Going into college, it’s easy to think that your grades don’t matter for the first couple of years until you really start to hone in on your major. A common misconception is that the general education classes and electives that you take during your freshman and sophomore year are ones that you can put on the back burner and not worry too much about. However, there are several reasons why this myth is not only untrue but can be harmful to your overall collegiate career.
Your general education grades matter.
The purpose of gen ed or general education classes is exactly what it sounds like. They exist to provide each student with a well-rounded education. Whether or not you are interested in the arts, literature, or science, many general education programs require you to take at least one class in each of these categories. If everyone only studied subjects that they were strongly interested in, they wouldn’t be properly educated or knowledgeable in important subject areas. Classes such as rhetoric, human biology and interpretation of literature all contribute to a wider, broader understanding of the way the world works and the development of professional skills.
For example, rhetoric aids in writing and speaking skills which are extremely important in any professional field. Human biology helps us understand our own bodies and how they function. Particularly, if you have to take a human biology lab, dissections are a great way to experience hands-on learning and know the importance of paying attention to detail. As for interpretation of literature, critical thinking skills and understanding complex concepts are central to succeeding in this class. Being able to effectively interpret and communicate ideas presented through text shows that you have the ability to think abstractly and creatively.
Don’t overlook electives.
Electives are different from gen ed classes because you are not required to take them and they don’t count toward your major. While you may need to reach a certain number of elective hours, you can choose any class to fulfill this requirement so long as the course doesn’t require a pre-requisite. This may seem redundant or useless, especially to underclassmen who are eager to dive into studying their major. However, what you may not realize is that electives can change your whole collegiate path. One reason colleges require electives is to allow students to explore subject areas that they may not have previously considered. For example, a student who comes into college with the intention of pursuing a music degree may take sociology as an elective and enjoy it so much that they decide to change their major. Electives are especially helpful for those who come into college not knowing for sure what they are interested in or would like to do after graduation. It provides them the opportunity to experience a broad range of subjects and help them narrow their scope when deciding on a degree to pursue.

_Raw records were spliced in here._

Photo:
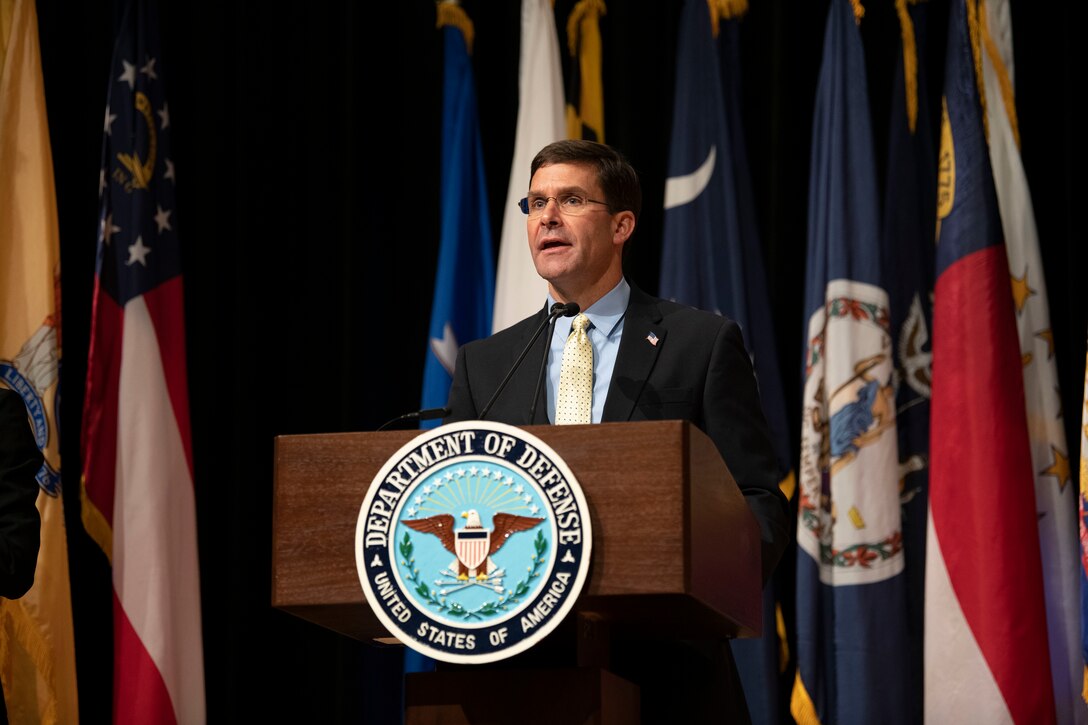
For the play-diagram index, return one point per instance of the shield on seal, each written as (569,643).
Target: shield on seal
(472,547)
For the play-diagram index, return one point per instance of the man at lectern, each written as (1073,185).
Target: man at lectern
(627,356)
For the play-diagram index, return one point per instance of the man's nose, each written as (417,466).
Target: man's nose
(551,213)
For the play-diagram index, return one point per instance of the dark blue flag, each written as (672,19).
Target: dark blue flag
(712,259)
(851,606)
(909,253)
(465,281)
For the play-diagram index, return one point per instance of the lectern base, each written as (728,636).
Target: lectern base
(520,697)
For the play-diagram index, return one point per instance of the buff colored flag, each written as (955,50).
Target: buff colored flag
(37,651)
(1054,493)
(519,291)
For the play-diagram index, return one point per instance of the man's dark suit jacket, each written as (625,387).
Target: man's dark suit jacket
(20,523)
(700,371)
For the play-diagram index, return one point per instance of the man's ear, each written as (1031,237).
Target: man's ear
(622,226)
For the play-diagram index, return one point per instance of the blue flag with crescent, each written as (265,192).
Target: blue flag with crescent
(465,280)
(712,259)
(851,590)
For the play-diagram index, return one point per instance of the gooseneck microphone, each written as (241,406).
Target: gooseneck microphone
(558,309)
(425,414)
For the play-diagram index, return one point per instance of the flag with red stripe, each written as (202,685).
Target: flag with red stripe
(986,652)
(137,461)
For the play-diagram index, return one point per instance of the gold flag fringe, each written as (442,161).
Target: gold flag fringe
(725,10)
(910,63)
(858,11)
(16,626)
(579,13)
(449,13)
(1008,95)
(976,53)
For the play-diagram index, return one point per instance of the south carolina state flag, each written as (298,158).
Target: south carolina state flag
(986,652)
(137,462)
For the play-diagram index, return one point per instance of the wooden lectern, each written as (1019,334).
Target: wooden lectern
(675,549)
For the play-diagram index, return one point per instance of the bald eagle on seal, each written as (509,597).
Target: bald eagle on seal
(472,544)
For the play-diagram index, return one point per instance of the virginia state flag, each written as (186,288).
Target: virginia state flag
(465,281)
(851,606)
(1054,493)
(712,259)
(986,651)
(585,101)
(907,238)
(137,455)
(37,649)
(519,290)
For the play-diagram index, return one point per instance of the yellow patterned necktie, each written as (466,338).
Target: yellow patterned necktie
(575,402)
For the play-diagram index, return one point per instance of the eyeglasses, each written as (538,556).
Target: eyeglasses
(571,205)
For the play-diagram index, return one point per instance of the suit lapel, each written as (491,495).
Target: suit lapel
(638,353)
(519,391)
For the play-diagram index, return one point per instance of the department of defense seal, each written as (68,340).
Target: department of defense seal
(473,542)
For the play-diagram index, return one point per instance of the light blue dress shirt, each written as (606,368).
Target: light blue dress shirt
(606,327)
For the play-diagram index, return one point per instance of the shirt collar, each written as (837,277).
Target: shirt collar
(606,312)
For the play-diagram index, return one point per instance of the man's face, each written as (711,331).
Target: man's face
(572,253)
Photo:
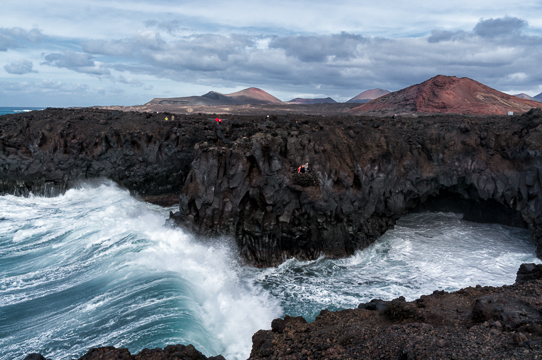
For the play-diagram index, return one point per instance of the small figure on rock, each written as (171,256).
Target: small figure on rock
(303,169)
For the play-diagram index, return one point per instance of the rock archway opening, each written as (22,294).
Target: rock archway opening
(465,201)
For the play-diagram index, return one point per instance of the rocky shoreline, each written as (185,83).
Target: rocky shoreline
(365,173)
(238,178)
(471,323)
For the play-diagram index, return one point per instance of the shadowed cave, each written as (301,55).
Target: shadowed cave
(472,207)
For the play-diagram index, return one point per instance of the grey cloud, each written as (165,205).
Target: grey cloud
(443,35)
(141,42)
(46,85)
(16,37)
(76,61)
(295,62)
(132,82)
(171,27)
(19,67)
(500,27)
(318,48)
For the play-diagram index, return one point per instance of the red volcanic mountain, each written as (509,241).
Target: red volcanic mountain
(368,95)
(525,96)
(327,100)
(250,96)
(448,94)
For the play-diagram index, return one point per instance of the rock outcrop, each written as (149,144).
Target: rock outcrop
(239,178)
(47,152)
(170,352)
(471,323)
(370,172)
(448,94)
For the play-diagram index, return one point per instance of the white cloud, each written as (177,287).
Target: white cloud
(19,67)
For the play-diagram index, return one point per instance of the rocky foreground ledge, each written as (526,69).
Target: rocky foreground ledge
(471,323)
(365,173)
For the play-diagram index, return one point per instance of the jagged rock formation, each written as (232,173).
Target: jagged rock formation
(448,94)
(239,178)
(170,352)
(471,323)
(370,171)
(47,152)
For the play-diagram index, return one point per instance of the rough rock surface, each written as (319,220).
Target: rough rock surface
(239,178)
(46,152)
(448,94)
(370,172)
(472,323)
(170,352)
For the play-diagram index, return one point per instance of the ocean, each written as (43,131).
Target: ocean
(97,267)
(20,109)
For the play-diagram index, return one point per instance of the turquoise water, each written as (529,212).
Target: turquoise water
(96,267)
(14,110)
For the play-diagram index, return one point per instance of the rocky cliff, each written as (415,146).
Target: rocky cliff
(239,179)
(471,323)
(47,152)
(365,173)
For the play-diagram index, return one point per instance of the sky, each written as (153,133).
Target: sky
(114,52)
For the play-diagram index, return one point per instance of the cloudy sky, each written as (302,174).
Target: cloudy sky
(117,52)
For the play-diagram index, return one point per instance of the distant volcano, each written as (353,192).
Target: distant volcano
(327,100)
(368,95)
(250,96)
(448,94)
(525,96)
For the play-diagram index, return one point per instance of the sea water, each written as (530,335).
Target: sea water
(97,267)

Gen-ed and elective courses will still affect your GPA.
Aside from exploration and achieving a well-rounded education, the letter grades that you receive in your general education and elective courses will still effect your overall GPA. If you want to maintain a healthy, high grade point average, you can’t afford to slack off in your classes even if they aren’t directly related to your major. Regardless of whether you are interested in the subject or not, you have to do the work and try your best to show that you can learn new things and take responsibility for your education.